I’m a Jersey girl, baking Cypriot pittas by the billion in my little Victorian kitchen in Suffolk whilst listening to Indian music on French radio. No wonder my brain’s a bit wonky.
To be fair, the Indian music was accidental but such is the joy of FIP. Never let it be said their music combinations aren’t eclectic: Miles Davis followed by Wham and then perhaps Manuel Volpe & the Rhabmontic Orchestra. I love it. But then I love everything French. It’s my dark secret. As I tap away here, the Greek God is whizzing up mint for tzatziki and marinating his pork (ooh er) for tomorrow’s souvlaki. But naughty me is having secret thoughts. French thoughts. Ooh la la.
I’m surreptitiously working on the Greek God: in the spirit of ‘you are what you eat’, I’ve started feeding him all things français: jarrets d’agneau braisés au vin rouge last week (“d’you fancy lamb stew on Sunday, darling?”) and caviar d’aubergine:
Halve three aubergines lengthways and score the flesh in a criss-crossy pattern. Bung ’em on a baking tray and drizzle with oil (I’m loving English rapeseed at the mo). Grab six garlic cloves and squish them flat with a knife, leaving the skins on and put one on each aubergine half, along with a sprig of thyme. Cover with foil; bake at 180 for an hour or so.

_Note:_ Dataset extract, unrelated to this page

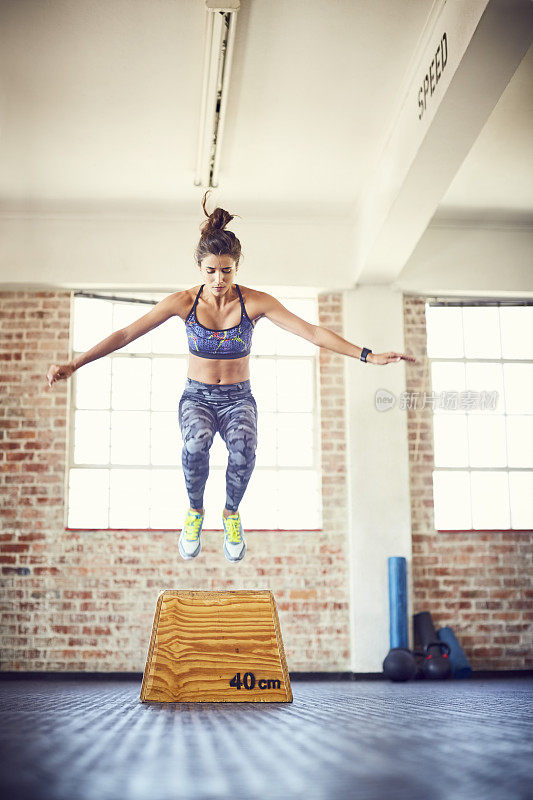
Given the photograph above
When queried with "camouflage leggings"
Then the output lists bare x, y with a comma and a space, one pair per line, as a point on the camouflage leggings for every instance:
204, 409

Take ’em out, discard the thyme and peel the garlic. Scoop out the aubergine flesh and chop it finely, adding the garlic, S&P and a drop more oil if you need it.
I think I swerved international suspicion by serving it with pitta chips made from leftovers. OPA! Cheeky AND cheap. What’s not to love?
Recipe swiped from the utterly gorgeous French Brasserie Cookbook by Daniel Galmiche. Le sigh. I love this book.